Cabelo No Pão Careca
Zeca Pagodinho
Humor de padaria em “Cabelo No Pão Careca” e caos
O centro da graça é a ironia de um “pão careca” com cabelo — um absurdo doméstico que vira motim. A letra, de Barbeirinho do Jacarezinho e Rodi do Jacarezinho, gravada por Zeca Pagodinho no álbum “Alô, Mundo” (1993), aciona o estopim com “Porque encontraram cabelo no pão careca” e, a partir daí, transforma o vocabulário da padaria (e da polícia) em trocadilhos para narrar o caos. “Bolo na padaria” funciona como bololô e doce; agarram o padeiro, e até o gerente Clemente apanha e fica “só de cueca”.
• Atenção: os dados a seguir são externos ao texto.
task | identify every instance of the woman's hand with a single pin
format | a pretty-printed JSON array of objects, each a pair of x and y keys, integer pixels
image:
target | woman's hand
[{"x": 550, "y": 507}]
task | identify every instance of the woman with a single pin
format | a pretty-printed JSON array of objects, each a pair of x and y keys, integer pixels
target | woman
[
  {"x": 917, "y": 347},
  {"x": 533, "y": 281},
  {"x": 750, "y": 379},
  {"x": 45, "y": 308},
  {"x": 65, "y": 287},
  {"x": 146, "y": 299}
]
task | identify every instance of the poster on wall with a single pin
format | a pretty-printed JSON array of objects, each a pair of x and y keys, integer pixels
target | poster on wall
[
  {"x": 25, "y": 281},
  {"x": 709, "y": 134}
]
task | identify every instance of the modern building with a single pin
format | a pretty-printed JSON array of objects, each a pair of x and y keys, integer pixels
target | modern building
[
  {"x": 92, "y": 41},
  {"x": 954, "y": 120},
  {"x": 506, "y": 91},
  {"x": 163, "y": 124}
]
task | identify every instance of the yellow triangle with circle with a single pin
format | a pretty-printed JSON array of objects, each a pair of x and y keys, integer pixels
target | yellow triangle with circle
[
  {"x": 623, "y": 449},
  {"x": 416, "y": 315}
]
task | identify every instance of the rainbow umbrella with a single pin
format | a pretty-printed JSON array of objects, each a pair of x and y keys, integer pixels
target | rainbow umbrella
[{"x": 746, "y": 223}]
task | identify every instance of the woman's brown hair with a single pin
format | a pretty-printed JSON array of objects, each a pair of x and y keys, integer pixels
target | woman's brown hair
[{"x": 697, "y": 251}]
A escalada cômica segue com rimas e trocas de sentido: “Sonho virou pesadelo”, “brigadeiro perdeu a patente”, o “pastel que passava” tenta se meter, escorrega na manteiga, tropeça no presunto; no final, chega o “camburão” com soldado “distribuindo bolacha”. O humor nasce do choque entre o banal e a hipérbole: quebram a “munheca” do padeiro, o gerente perde “uns cinco dentes”, jogam farinha no “teco” que corre pro “boteco”. Os trocadilhos são o motor — “confeitaram o confeiteiro”, “cachorro-quente” vira arma, “pastel” serve para bobo, “bolacha” é tapa e produto —, enquanto personificações (“pães doces e broas viraram peteca”, “o pastel que passava”) transformam comida em gente e gente em comida. Essa costura de gírias, rimas e exageros, típica do humor urbano de Barbeirinho (parceiro de nomes como Zeca Pagodinho e Bezerra da Silva), satiriza como uma pequena falha de higiene pode virar guerra generalizada quando a vizinhança entra no embalo do samba.
O significado desta letra foi gerado automaticamente.